Napoleon Bonaparte called Monge as a member of the expedition to Egypt , where he took over the directorate of the Egyptian Institute, Institut d'Egypte from 1798 to 1799 .

After the second restoration in 1816, as a retaliatory measure, he was relieved of all offices and removed from the institute's list.

In addition to several physical discoveries, he has made a name for himself through the creation of descriptive geometry.

Gaspard Monge's grave in Père-Lachaise Cemetery, Division 18.

Monge was buried in the Paris Cemetery, Père Lachaise , 18th Division, before his remains were exhumed in 1989 and transferred to the Panthéon . Since the early 1950s, he has given its name to Île Monge , an island off the coast of Adélieland in Antarctica .

Services

Gaspard Monge Monument in Beaune

Monge published a descriptive geometry and introduced a theory of mirage . In 1783 he produced water from hydrogen and oxygen . This happened independently of Antoine Lavoisier , who also made the same discovery that year.
Monge was influenced in his scientific thinking by Antoine Laurent de Lavoisier and worked closely with Claude-Louis Berthollet . The writing Méthode de Nomenclature Chimique from 1787 by the quartet of authors, consisting of Antoine Laurent de Lavoisier , Guyton de Morveau , Antoine François de Fourcroy and Claude Louis Berthollet , also justifies the departure from the phlogiston theory. Pierre-Auguste Adet , Jean-Henri Hassenfratz , but also Pierre-Simon Laplace and G. Monge also belonged to this environment . He first examined the mirage in Lower Egypt in 1798 .

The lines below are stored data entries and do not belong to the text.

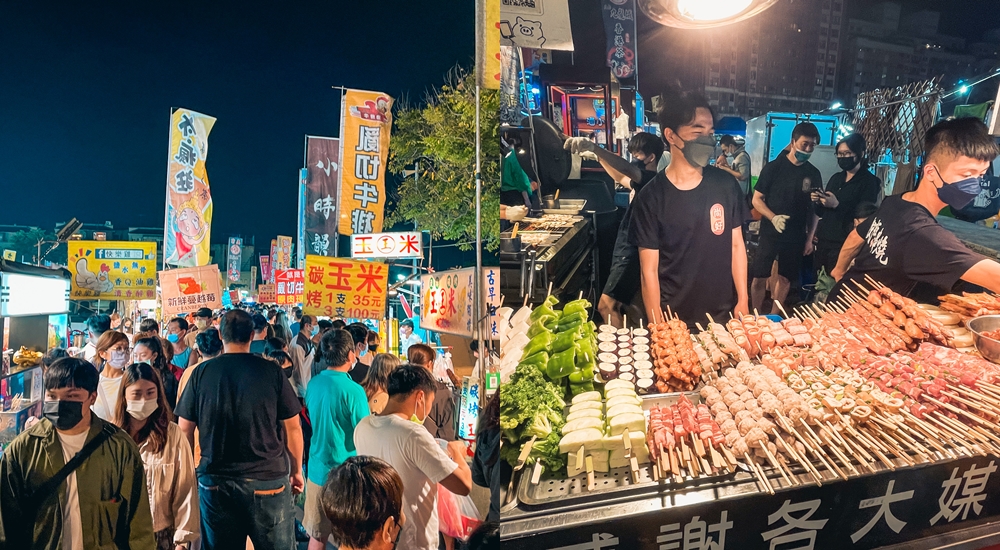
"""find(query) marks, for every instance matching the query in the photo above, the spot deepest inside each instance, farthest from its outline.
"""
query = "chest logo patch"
(717, 217)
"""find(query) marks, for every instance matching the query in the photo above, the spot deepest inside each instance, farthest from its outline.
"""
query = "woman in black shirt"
(835, 207)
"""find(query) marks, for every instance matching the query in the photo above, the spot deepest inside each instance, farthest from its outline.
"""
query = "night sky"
(86, 89)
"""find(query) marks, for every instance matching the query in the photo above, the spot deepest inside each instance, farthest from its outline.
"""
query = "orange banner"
(188, 289)
(365, 122)
(337, 287)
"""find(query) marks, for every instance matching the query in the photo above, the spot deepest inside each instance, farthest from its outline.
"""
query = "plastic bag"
(458, 516)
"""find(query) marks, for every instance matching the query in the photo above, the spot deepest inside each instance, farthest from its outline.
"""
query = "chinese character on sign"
(324, 205)
(973, 493)
(883, 502)
(361, 221)
(697, 535)
(804, 528)
(368, 139)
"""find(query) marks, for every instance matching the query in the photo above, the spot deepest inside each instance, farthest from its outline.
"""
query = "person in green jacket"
(103, 504)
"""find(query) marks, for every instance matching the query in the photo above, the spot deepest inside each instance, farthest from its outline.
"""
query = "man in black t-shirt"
(782, 198)
(623, 281)
(246, 414)
(902, 245)
(687, 223)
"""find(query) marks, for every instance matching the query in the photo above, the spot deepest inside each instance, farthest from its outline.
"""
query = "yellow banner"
(365, 119)
(337, 287)
(112, 270)
(189, 199)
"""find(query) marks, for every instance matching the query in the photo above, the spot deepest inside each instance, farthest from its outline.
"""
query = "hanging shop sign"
(447, 300)
(337, 287)
(188, 289)
(189, 198)
(235, 258)
(365, 123)
(112, 270)
(289, 286)
(405, 244)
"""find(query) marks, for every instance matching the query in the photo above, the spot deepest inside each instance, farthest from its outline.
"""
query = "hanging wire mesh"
(894, 121)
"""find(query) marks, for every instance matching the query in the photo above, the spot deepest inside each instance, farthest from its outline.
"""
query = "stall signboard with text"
(338, 287)
(447, 300)
(188, 289)
(289, 286)
(112, 270)
(386, 245)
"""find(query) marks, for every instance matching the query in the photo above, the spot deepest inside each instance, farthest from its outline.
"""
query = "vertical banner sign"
(491, 295)
(488, 44)
(619, 28)
(111, 270)
(289, 287)
(235, 259)
(189, 200)
(365, 118)
(446, 301)
(337, 287)
(320, 201)
(188, 289)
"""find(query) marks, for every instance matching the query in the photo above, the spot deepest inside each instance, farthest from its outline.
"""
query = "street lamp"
(702, 14)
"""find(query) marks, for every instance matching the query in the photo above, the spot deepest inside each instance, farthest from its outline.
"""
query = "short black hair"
(407, 379)
(966, 136)
(71, 372)
(646, 143)
(805, 129)
(359, 333)
(99, 324)
(337, 346)
(359, 497)
(209, 342)
(237, 327)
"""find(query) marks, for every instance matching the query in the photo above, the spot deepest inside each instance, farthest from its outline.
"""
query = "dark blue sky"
(86, 88)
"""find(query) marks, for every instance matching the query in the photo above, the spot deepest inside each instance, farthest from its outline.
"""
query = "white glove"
(779, 222)
(579, 145)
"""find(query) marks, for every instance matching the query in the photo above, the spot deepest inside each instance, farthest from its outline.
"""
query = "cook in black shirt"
(836, 206)
(623, 281)
(687, 223)
(782, 197)
(902, 245)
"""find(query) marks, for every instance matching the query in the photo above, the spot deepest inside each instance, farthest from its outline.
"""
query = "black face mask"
(64, 415)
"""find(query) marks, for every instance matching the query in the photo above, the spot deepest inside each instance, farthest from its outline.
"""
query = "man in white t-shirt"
(110, 483)
(398, 437)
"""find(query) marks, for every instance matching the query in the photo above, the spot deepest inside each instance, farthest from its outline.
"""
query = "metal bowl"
(988, 347)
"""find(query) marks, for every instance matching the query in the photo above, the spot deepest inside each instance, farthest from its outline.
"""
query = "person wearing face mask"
(902, 245)
(363, 501)
(782, 196)
(166, 458)
(398, 437)
(112, 357)
(688, 223)
(335, 404)
(52, 500)
(836, 205)
(623, 280)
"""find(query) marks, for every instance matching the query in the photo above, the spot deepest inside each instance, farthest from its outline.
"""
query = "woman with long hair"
(151, 352)
(112, 357)
(166, 457)
(377, 380)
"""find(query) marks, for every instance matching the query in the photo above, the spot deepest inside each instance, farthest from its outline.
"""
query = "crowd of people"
(204, 434)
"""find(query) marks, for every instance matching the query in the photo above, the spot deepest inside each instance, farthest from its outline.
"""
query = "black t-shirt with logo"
(907, 250)
(692, 230)
(786, 190)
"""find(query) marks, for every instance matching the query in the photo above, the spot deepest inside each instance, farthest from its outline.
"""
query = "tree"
(441, 134)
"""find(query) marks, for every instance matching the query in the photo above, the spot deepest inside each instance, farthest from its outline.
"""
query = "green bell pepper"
(561, 364)
(540, 342)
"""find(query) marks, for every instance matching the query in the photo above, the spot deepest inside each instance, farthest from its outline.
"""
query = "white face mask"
(141, 409)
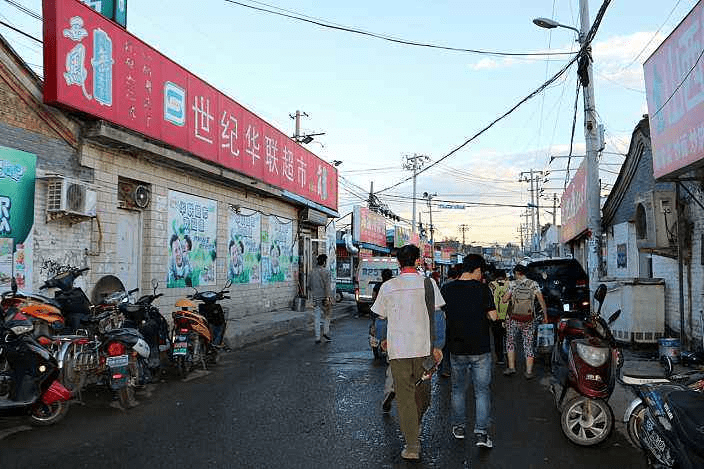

Herbert Bastian considers Monge to be the author of the manuscript Essais-analytiques sur les échecs from around 1780, based on font comparisons and other indications , the author of which merely describes himself as “Mr. Chapais , négociant à Paris ”.

Honors

  • A statue was erected in his hometown Beaune in 1849.
  • His name is immortalized on the Eiffel Tower, see: The 72 names on the Eiffel Tower .
  • In France, a 100 Francs commemorative coin was minted in 1998: silver, 900 fine, 22.2 g, 37 mm. Edition: 3000 pieces

The following were named after him:

Works (selection)

  • Traité élémentaire de statique. Paris (8th A., 1848)
  • Géométrie descriptive. Paris (7th A., 1847)
  • Application de l'analyse à la géométrie. Paris (5th A., 1850)
  • Application de l'algèbre à la géométrie. (1805)

literature

Web links

Commons : Gaspard Monge  - collection of images, videos and audio files
Wikisource: Gaspard Monge  - Sources and full texts

Individual evidence

  1. Archives Départementales de la Côte d'or registre paroissial de Beaune 1745-1746, FRAD021_057_MI05R027, vue n ° 174
  2. ^ A b W. W. Rouse Ball: Gaspard Monge (1746-1818) - From "A Short Account of the History of Mathematics" (4th edition, 1908) ; Biography in English
  3. Gaspard Monge . ( Memento of the original from September 29, 2011 in the Internet Archive ) Info: The archive link was inserted automatically and has not yet been checked. Please check the original and archive link according to the instructions and then remove this notice. School of Mathematics and Statistics, University of St Andrews, Scotland; Biography @1@ 2Template: Webachiv / IABot / www.gap-system.org
  4. ^ Genealogy of the Monge: Gaspard Monge
  5. ^ Morand, Louis: Généalogie de la famille de Gaspard Monge (1904)
  6. Hans Wußing , Wolfgang Arnold: Biographies of important mathematicians . P. 265 ff.
  7. Gaspard Monge comte de Peluse (1746–1818) (PDF)
  8. ^ U. Klein, W. Lefèvre: Materials in eighteenth-century science. MIT-Press, Cambridge 2007, p. 87
  9. ^ Herbert Bastian (with input from Dr. Michael Negele): The secret passion of Gaspard Monge . In: Schach , 10/2017, pp. 32–43.